November 14, 2105
A panel of four genealogists who have succeeded in finding their ancestors by linking
documentary and DNA evidence: Jonnie Brown, Melvin Collier, Alice Freeman Harris, and James Wray. Each panel member advised that they are not DNA experts. However,
the panel moderator, Shannon Christmas, specializes in genetic genealogy.
The program was the first of its kind, showcasing how to apply genetic genealogy to advance African-American genealogical research. Each panel member presented a real-life case study, where they successfully utilized their family’s DNA test results in conjunction with traditional genealogy research to demolish brick walls and find their ancestors.
DNA Panel (L-R) Melvin Collier, Alice Freeman Harris, Jonnie Brown, Shannon Christmas, Cynthia Baber-Strunk, James Wray
Melvin explained how he used DNA tools and probate records to find his great-great uncle, whom he mistakenly thought had died by 1822. James demonstrated how he used Y-chromosome DNA testing to push his research beyond an 1870 brick wall and ultimately back into the late 1600s. Alice reported on how she marshalled autosomal DNA test results to find her 3rd-great grandparents. Collaborating with a fourth cousin match, using DNA tools, and conducting slave ancestral research to find their common ancestor enabled Alice to extend her family tree back two additional generations.

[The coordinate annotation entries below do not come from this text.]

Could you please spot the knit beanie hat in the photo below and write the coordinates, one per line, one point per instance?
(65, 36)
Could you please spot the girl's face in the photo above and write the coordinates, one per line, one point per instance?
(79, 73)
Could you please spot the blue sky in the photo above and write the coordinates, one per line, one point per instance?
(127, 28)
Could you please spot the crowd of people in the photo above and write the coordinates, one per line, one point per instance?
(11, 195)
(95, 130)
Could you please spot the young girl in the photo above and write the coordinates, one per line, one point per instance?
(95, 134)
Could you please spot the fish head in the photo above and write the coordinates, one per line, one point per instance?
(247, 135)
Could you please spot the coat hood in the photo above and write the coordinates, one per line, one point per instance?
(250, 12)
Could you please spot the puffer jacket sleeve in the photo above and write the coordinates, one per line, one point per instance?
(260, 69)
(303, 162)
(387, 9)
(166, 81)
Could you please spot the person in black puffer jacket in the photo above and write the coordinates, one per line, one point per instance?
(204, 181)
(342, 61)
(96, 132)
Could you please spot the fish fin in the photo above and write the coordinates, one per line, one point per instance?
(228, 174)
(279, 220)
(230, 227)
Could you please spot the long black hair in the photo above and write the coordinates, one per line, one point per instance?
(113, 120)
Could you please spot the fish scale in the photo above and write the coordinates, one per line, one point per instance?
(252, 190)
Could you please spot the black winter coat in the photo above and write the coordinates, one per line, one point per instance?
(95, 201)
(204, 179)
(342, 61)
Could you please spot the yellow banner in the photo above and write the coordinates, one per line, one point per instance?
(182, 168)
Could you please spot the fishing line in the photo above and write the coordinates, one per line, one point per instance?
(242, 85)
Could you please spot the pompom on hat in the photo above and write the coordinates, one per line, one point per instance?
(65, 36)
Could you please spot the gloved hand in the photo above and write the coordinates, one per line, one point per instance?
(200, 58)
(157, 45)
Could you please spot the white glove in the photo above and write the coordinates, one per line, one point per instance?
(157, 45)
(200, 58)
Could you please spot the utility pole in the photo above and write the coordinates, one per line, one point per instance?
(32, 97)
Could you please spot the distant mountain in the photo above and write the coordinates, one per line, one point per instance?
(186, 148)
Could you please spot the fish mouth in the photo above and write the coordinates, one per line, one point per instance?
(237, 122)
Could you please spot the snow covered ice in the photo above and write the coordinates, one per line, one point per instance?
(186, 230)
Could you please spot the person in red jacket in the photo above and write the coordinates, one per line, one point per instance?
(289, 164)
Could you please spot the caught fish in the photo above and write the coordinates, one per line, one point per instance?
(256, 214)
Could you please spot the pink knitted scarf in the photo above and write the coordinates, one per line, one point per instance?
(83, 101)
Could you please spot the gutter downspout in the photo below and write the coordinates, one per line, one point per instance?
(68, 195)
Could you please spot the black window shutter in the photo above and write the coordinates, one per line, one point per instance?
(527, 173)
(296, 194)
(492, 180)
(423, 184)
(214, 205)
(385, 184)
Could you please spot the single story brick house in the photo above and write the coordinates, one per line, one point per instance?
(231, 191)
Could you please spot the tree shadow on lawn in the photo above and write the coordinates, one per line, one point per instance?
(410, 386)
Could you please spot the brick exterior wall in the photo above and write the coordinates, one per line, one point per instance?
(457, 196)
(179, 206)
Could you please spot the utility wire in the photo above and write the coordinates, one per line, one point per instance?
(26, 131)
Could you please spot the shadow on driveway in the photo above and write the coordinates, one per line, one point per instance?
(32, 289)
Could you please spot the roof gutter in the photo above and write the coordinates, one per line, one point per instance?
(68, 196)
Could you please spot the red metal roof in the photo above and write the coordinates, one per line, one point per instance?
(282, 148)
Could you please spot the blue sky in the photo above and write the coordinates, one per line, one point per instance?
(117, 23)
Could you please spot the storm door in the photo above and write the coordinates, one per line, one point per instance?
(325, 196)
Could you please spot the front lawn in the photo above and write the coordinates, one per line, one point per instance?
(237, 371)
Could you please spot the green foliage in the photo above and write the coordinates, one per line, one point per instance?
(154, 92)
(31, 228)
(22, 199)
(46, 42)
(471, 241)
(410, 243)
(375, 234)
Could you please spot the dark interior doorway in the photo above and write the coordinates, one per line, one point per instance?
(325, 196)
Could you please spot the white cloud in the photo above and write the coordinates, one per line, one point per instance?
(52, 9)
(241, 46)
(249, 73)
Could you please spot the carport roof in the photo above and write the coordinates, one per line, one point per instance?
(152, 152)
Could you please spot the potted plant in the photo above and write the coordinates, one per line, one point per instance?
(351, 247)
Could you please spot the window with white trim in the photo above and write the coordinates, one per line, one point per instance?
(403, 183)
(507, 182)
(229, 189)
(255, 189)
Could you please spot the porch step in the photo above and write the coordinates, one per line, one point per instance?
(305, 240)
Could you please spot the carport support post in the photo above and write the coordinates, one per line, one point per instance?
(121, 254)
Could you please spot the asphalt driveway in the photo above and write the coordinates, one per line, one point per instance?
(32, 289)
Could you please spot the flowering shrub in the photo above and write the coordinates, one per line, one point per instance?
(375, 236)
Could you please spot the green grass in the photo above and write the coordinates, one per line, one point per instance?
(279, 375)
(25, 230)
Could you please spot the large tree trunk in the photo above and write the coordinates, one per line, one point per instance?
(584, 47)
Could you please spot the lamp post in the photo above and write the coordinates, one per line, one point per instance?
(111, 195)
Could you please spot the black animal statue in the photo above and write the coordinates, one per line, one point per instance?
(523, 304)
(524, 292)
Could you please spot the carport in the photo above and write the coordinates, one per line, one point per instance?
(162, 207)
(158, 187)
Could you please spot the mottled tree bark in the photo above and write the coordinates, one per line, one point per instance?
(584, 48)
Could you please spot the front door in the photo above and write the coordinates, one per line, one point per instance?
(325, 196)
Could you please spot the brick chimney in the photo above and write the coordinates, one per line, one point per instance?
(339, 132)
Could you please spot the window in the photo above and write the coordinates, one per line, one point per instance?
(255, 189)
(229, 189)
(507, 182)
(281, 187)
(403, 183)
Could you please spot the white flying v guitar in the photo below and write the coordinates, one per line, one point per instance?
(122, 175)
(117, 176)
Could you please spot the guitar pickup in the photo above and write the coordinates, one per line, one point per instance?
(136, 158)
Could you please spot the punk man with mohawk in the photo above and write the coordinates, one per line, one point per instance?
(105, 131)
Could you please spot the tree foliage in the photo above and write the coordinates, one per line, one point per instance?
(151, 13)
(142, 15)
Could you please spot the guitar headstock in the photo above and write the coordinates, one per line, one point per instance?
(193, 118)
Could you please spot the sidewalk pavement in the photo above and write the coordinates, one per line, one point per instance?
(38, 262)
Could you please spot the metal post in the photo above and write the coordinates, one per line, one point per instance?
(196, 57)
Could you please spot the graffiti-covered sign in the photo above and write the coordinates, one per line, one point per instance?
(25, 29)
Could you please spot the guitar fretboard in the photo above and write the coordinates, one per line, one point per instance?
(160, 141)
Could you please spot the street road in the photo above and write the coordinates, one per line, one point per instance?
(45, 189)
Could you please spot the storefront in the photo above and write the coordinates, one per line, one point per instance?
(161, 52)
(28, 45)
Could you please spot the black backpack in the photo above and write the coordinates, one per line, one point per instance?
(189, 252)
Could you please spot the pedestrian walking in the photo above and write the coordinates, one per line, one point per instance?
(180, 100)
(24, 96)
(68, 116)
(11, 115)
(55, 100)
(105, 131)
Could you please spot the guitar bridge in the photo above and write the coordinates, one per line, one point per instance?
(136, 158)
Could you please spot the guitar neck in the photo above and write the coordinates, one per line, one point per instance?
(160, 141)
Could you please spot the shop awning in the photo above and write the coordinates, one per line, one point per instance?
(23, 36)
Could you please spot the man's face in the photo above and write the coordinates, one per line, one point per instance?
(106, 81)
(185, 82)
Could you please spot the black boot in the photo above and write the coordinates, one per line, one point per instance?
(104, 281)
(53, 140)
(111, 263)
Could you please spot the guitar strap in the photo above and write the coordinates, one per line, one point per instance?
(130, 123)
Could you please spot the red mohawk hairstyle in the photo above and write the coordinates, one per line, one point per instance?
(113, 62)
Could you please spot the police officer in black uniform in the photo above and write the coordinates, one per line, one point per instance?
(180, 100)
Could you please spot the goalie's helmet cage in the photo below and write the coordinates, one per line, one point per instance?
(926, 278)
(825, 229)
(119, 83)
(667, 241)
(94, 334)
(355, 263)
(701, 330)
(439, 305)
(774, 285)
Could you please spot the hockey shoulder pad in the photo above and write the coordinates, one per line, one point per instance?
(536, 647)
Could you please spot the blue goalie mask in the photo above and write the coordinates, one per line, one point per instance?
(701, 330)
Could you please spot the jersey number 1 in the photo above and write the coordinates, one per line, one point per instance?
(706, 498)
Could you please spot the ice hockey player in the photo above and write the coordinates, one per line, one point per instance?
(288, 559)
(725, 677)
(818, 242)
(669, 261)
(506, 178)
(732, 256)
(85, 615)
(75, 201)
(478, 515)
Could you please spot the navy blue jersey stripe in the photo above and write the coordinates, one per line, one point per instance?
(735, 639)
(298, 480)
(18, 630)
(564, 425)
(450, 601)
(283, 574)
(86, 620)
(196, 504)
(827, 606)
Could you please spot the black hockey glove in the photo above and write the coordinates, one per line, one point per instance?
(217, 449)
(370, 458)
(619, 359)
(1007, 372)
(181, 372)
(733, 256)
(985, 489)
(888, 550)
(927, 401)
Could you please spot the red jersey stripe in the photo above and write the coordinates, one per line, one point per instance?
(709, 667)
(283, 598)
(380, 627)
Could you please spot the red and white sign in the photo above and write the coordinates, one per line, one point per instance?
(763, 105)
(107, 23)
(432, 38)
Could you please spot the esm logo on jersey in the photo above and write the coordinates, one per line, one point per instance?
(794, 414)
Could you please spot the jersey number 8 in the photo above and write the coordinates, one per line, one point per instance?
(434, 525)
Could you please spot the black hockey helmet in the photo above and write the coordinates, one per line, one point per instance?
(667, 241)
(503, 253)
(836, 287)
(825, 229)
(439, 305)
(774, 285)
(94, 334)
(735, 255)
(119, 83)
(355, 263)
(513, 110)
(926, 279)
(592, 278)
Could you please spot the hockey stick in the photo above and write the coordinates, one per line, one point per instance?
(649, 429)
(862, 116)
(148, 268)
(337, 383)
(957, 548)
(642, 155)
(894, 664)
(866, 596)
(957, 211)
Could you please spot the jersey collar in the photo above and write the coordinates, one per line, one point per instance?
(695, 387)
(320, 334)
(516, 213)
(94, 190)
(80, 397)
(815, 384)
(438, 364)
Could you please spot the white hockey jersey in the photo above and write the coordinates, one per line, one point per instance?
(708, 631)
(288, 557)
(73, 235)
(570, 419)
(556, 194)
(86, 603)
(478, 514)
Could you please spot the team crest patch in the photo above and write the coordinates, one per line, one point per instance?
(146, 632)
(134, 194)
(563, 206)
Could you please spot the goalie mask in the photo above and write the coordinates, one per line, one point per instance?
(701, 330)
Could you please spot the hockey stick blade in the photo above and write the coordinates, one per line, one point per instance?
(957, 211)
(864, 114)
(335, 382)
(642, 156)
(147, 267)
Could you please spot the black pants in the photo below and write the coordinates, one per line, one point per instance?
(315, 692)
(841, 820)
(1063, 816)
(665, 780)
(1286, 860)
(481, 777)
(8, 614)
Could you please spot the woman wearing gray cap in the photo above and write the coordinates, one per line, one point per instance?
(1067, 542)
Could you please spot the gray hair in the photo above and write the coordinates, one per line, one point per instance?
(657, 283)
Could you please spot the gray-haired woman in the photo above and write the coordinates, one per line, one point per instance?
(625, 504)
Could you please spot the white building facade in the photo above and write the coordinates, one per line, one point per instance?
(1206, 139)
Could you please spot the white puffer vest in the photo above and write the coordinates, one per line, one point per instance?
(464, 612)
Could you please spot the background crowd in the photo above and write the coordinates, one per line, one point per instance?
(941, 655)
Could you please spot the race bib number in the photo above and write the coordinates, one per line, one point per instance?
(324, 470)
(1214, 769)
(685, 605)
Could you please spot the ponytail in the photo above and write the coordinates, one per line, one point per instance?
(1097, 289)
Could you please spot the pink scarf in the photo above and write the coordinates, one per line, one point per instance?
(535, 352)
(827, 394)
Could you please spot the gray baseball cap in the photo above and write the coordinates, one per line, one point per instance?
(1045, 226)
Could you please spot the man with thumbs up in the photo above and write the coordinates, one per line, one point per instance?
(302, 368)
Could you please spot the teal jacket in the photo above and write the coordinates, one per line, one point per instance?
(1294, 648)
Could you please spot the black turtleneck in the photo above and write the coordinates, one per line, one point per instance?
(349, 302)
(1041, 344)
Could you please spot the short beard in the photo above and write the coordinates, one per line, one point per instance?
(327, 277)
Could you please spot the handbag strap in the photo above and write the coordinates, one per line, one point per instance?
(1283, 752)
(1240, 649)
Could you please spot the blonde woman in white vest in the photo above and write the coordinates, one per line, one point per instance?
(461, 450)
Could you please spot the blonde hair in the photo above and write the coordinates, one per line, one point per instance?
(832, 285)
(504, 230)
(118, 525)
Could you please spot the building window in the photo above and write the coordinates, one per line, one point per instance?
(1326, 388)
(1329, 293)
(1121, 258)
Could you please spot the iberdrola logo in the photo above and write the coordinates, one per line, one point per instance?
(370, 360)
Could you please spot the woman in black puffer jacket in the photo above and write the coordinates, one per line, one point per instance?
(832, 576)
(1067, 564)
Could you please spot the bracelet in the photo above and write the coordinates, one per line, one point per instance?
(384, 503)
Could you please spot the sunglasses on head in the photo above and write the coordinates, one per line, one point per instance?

Jonnie Brown told of how, over 20 years ago, she struggled to confirm oral history and surface other evidence about her great-grandfather, but confirmed the identity of her Confederate great-grandfather in a simple, non-technical way with the help of a second cousin match. Jonnie’s new-found cousin, Cynthia Baber-Strunk, surprised everyone by appearing during the presentation. After receiving a standing ovation, Cynthia, who had flown in from Mississippi, provided her perspective on some of the difficulties African-Americans may encounter while trying to connect with European-American DNA matches, emphasizing the importance of persistence in exploring family roots.
With each case, Shannon added valuable advice, research tips, and answers to questions. Additionally, Melvin met, for the first time, a cousin who traveled from Maryland’s Eastern Shore to Columbia, MD just to attend the program and meet Melvin in person. Members of the standing-room-only audience commented on the inspiration gained from the DNA success stories. By all accounts, the program was a huge success.